The link was added by me, and I do recommend that if you want to know more about home schooling in the USA and haven't already read this book, you follow that link. Sample quote from the Introduction:
… Theirs is a post-1960s America, a nation now sensitized profoundly to the fact that state officials and school bureaucrats can abuse their powers, a nation that has grown rather more accustomed than it used to be to groups that do things unconventionally, to people who live their ideals. Many of today's homeschool sages became adults in the 1960s and 1970s. Many participated in the cultural innovation and experimentation of those decades. Even years later, they think of themselves as their own people, a bit outside the mainstream. Notably, I found this sentiment to be as pervasive among conservative Protestants as among other home schoolers. These are people who have self-consciously done their own thing, or the right thing, regardless of what the neighbors or the in-laws might think.
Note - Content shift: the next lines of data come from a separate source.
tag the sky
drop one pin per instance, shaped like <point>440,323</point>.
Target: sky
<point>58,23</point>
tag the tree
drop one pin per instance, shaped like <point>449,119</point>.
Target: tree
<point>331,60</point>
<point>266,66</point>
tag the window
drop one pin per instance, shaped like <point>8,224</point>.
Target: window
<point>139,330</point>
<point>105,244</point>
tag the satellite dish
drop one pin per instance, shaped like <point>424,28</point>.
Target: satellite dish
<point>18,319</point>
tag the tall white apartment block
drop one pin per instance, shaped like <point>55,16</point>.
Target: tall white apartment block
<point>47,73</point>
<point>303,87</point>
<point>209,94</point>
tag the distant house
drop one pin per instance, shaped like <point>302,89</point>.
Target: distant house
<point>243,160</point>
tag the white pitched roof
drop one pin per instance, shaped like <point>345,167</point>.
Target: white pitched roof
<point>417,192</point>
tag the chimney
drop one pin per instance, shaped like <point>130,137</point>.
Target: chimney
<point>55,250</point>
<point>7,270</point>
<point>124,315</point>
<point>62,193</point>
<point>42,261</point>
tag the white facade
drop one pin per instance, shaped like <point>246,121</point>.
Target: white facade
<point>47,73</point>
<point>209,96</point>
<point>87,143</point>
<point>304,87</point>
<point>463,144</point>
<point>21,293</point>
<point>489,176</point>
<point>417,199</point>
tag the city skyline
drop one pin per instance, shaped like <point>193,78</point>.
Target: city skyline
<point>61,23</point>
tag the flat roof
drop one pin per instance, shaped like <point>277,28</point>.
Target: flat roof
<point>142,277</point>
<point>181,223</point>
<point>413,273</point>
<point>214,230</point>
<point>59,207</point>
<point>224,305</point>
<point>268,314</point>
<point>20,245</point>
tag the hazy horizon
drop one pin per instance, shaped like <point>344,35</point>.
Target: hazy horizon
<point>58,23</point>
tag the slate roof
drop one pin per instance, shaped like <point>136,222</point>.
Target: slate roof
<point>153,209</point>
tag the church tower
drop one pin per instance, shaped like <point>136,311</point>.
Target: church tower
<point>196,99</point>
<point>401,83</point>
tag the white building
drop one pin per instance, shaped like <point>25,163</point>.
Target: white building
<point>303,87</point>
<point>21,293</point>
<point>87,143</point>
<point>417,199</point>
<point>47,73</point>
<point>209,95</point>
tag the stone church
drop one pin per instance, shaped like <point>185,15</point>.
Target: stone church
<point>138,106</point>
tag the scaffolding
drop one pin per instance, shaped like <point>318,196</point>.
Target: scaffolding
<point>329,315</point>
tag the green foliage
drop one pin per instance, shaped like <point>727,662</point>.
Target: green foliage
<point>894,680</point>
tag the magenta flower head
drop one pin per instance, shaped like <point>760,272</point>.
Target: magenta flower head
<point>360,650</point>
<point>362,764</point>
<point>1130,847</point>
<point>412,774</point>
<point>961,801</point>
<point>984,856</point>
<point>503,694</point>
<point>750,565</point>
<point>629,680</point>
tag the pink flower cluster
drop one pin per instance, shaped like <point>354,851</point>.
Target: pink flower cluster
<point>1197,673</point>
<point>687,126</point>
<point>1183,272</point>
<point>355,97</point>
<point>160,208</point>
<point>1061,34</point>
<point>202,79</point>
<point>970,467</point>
The everlasting search for a meaningful life turns another corner in the road.
From John Clare's most recent Telegraph readers' questions answered column:
Why can't schools be left to choose their own pupils? What need is there for busy-body local education authorities, admissions forums and appeals panels to intervene?According to Philip Hunter, who glories in the title of "chief schools adjudicator", the answer is as follows: "Where a school can choose children, it will, left to its own devices, inexorably drift towards choosing posh children. Teachers would rather deal with nice children who have done their homework, and parents would prefer to send their children to schools that cater for children with similar backgrounds. The result is high-performing schools in posh areas and less well-performing schools in deprived areas." If nothing else, you have to admire the brutal clarity of the argument. The notion that schools can be improved so that all are equally attractive is "pie in the sky for the present", Mr Hunter adds.
I reckon he's right about the "pie in the sky" bit, and not just "for the present" either.
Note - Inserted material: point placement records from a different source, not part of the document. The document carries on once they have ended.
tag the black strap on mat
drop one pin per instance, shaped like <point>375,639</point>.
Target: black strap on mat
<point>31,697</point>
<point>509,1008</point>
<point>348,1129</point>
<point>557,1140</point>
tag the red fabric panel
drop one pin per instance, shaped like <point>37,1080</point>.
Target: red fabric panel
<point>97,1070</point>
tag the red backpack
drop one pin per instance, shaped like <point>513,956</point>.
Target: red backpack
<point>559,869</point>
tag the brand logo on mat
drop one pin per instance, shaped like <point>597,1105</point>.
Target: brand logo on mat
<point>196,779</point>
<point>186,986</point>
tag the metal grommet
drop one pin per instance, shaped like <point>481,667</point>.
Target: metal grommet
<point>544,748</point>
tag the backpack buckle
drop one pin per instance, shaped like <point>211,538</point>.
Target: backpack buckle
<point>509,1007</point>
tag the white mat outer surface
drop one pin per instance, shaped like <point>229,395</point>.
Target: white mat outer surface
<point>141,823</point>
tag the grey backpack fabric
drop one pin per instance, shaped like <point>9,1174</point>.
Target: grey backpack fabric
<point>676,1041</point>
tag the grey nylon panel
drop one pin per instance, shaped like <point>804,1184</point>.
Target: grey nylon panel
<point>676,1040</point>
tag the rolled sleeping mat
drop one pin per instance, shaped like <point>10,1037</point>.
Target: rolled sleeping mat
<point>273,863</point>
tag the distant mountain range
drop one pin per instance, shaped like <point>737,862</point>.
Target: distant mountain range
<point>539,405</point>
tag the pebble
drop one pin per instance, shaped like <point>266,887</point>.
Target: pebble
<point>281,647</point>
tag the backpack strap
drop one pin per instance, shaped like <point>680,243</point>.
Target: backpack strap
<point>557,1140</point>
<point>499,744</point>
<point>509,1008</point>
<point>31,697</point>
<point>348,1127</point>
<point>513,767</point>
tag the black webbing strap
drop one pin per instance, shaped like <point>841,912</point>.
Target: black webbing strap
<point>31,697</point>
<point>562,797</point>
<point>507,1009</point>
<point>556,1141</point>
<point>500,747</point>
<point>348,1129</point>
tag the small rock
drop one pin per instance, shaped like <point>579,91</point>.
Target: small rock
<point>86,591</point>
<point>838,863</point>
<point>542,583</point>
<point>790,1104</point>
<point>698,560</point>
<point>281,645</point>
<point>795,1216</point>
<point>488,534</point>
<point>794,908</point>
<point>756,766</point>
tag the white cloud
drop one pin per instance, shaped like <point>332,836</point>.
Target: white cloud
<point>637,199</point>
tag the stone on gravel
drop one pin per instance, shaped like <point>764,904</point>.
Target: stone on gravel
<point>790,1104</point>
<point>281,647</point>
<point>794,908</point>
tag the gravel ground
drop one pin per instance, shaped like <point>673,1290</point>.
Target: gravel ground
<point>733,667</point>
His solution? Parents must learn to accept that the bureaucrat who dispatches their child to a poor-performing, unpopular school knows best.
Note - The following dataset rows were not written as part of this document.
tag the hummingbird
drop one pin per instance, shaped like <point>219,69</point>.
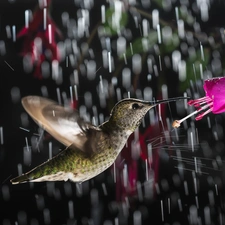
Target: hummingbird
<point>90,149</point>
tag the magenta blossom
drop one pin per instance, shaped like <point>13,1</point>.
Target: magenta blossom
<point>214,100</point>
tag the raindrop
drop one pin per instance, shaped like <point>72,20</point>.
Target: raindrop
<point>22,218</point>
<point>19,168</point>
<point>94,197</point>
<point>147,94</point>
<point>207,215</point>
<point>46,214</point>
<point>180,27</point>
<point>68,189</point>
<point>159,34</point>
<point>27,63</point>
<point>121,46</point>
<point>45,69</point>
<point>8,31</point>
<point>176,58</point>
<point>91,69</point>
<point>193,214</point>
<point>103,14</point>
<point>5,192</point>
<point>136,64</point>
<point>2,48</point>
<point>126,78</point>
<point>14,33</point>
<point>88,99</point>
<point>15,94</point>
<point>40,201</point>
<point>71,209</point>
<point>27,155</point>
<point>155,18</point>
<point>65,18</point>
<point>137,218</point>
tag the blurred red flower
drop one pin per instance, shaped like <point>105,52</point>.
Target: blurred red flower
<point>39,37</point>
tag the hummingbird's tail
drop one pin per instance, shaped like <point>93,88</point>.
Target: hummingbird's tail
<point>20,179</point>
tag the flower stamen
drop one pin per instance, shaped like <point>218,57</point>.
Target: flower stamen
<point>176,123</point>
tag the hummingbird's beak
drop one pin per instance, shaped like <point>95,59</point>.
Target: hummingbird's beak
<point>157,102</point>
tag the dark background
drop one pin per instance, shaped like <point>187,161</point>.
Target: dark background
<point>48,203</point>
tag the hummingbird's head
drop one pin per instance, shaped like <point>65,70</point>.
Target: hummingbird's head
<point>128,113</point>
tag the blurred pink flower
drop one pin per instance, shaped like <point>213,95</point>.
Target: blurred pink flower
<point>127,186</point>
<point>214,100</point>
<point>38,37</point>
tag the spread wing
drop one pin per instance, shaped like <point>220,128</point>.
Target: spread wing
<point>62,123</point>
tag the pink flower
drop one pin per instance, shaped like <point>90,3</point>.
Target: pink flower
<point>214,100</point>
<point>38,37</point>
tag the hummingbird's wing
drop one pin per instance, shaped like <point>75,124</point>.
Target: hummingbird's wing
<point>62,123</point>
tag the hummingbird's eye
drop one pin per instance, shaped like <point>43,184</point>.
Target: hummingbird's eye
<point>135,106</point>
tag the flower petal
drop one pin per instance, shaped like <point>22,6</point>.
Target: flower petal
<point>215,89</point>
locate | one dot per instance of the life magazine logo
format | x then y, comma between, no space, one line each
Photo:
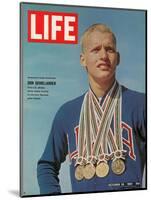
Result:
52,27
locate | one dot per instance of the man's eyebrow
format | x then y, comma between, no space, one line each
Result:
98,46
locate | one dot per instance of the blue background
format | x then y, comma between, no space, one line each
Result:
63,62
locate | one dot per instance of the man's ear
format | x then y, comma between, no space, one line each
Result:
118,58
82,60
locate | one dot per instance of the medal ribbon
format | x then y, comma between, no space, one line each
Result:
100,145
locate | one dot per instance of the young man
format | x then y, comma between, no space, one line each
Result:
103,130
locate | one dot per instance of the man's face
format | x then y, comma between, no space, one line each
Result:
100,57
Mr Hunter is the Fixed Quantity of Education Fallacy personified. Yes, posh schools would get posher, if all were allowed to choose. But can he not see that the unposh schools would face pressures on them to get posher too? Especially if people were allowed to take a crack at setting up posh schools for the unposh, so to speak. Mr Hunter seems to think that posh kids have a fixed quantity of educational virtue attached to them, which shines out on its surroundings, uplifting all in their vicinity, and the only question is: who gets to bask in the light? And the unposh kids will automatically be illuminated, no matter what the other influences of their immediate surroundings. But what if the unposh kids extinguish the lights in their midst rather than passively allowing themselves to be illuminated?
What, in other words, if his rearrangements reduce the total amount of illumination? What if the arrangements he forbids would greatly increase it?